This is part 4 of the codetect series:
- Part 1: Building an MCP Code Search Tool (v0)
- Part 2: When Better Models Aren't Enough (v1)
- Part 3: From Line Chunks to AST-Based Understanding (v2)
- Part 4: When Every Improvement Made Things Worse ← You are here
I built codetect—a local MCP server that indexes codebases with embeddings so Claude Code can search semantically instead of grepping and reading whole files. The original version (v0) used the simplest possible stack: ctags for symbols, naive line-based chunking with overlap (512 lines, 50-line overlap), nomic-embed-text for embeddings, SQLite for storage, six MCP tools. It showed a measurable ~10% token efficiency improvement over Claude Code's built-in tools.
Then I made it better. Twice.
v1 added PostgreSQL with pgvector for scalable vector search and better embedding models (bge-m3). v2 went further: AST-based chunking for precise function-level boundaries. Reciprocal Rank Fusion to combine multiple search signals. Cross-encoder reranking for precision. Seven MCP tools instead of six.
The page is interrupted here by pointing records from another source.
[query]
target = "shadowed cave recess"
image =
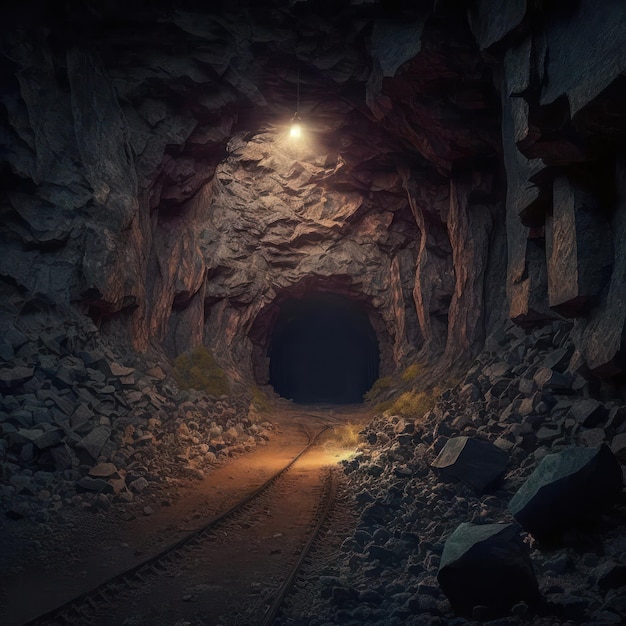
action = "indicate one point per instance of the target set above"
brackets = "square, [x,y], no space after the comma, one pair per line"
[323,349]
[451,222]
Performance got worse. Not marginally—I was now performing below the baseline of not using codetect at all.
Here's what happened.
Precise Chunking Removed the Context That Made Results Useful
v0's chunker split files into 512-line blocks with 50 lines of overlap. This was sloppy—chunks would contain half a function, or a struct definition jammed together with an unrelated helper.
But from the LLM's perspective, this sloppiness was a feature.
A chunk would often contain a function and its caller, or a type and the method that constructs it. When the agent searched for "how does auth work," the overlapping chunks provided enough surrounding context to answer the question in one shot.
AST chunking surgically removed this.
Each function became its own perfectly bounded chunk. Imports got split into separate "gap" chunks. The connective tissue between related pieces of code—the thing that made search results actionable—was gone.
Results became more precise and less useful.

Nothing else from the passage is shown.